Taking their leave, finally, they asked me to remain in the city that September while they concluded their investigations in light of my own testimony, a written version of which they promised to bring for my signature within a day or two.

T
HAT THURSDAY WE ATTENDED
Mr. Neal's lecture. The others were rather disappointed in the subject of the evening, but I found his remarks entertaining. I found I was able to cast aside the darker apprehensions Mr. Wellington and Miss Gretchel had elicited. Mr. Neal eschewed the arts in favor of “true womanhood.” Perhaps this was why Miss Fuller had recommended him to me.

After the lecture I met up with Miss Fuller. She said that she had known Mr. Neal since 1838, when he spoke to her schoolgirls in Providence.

“As you heard this evening, Mrs. Fullerton,” she said to me, “Mr. Neal gives a truly manly view of the matter, although not the view of common men. And isn't it pleasing to watch his countenance, whose energy is animated by genius? I always find his striking ideas and phrases an inspiration,” she added. She then told me that she was herself at work on a book about the situation of women.

It was only later, discussing Mr. Neal's interests in phrenology and magnetism, when I discovered from her that she had once gone so far as to let down her hair and submit her “haughty head to his sentient fingers” for a reading.

But this evening, Mr. Neal rose to speak before a full house, and he did not fail to amuse and provoke. He began by pleasing his audience with an admirable summary of Yankee character as “remarkable for sobriety, invincible steadiness, and good faith.” He then, however, proceeded to set them down hard by warning against a “perversion of that remarkable character” into a not uncommon “Perfection of Rascality—exhibited by those among us who go about their business of worldly thrift and absolute fraud precisely as they go about their worship.”

He then boldly connected our Yankee attributes to an insufficient moral passion to work against slavery in the South.
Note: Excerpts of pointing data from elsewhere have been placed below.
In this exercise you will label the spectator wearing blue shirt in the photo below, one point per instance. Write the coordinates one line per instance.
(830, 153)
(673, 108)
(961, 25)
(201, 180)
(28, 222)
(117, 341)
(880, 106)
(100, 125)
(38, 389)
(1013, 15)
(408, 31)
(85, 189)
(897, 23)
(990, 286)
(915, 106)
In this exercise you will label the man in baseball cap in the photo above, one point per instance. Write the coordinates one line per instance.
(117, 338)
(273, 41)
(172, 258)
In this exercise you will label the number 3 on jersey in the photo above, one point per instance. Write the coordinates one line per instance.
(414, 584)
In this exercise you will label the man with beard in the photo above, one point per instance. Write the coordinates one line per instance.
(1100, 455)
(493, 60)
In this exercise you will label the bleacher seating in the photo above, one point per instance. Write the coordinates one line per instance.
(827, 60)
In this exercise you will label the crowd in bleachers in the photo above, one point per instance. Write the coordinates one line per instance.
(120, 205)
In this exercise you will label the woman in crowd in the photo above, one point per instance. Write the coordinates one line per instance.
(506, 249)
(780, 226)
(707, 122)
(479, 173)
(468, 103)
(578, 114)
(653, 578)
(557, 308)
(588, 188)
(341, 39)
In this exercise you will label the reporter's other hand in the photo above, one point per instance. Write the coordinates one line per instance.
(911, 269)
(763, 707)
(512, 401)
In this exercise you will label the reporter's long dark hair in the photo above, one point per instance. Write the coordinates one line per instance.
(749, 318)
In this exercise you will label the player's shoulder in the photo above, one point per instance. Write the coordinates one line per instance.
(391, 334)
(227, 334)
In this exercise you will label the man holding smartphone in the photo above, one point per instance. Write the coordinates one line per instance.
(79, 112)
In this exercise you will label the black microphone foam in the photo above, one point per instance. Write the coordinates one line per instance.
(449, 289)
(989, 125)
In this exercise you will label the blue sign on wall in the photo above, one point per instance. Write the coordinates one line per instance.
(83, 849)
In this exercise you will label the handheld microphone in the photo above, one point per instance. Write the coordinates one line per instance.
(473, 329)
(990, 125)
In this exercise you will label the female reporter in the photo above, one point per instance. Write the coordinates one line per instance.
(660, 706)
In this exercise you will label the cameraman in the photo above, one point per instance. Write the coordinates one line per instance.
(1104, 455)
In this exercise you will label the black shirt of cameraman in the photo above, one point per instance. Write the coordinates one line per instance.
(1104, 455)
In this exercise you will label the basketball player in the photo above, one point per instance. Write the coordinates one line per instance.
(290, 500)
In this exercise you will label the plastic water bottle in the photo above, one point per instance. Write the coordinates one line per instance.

The clarity of argument by which he immediately connected our insufficient moral passion against slavery to our failure of women in our American democracy is beyond my powers to replicate. Not that I had never heard such a connection before, as when Tom and I once attended a lecture by the Grimké sisters during their tour of Massachusetts, but it was the force of Mr. Neal's reasoning that I found so remarkable.

I can only relate that he thundered against the legal restraints upon women, comparing us to slaves and apprentices who, as wives, in the tradition of English common law, could not hold or dispose of their own property.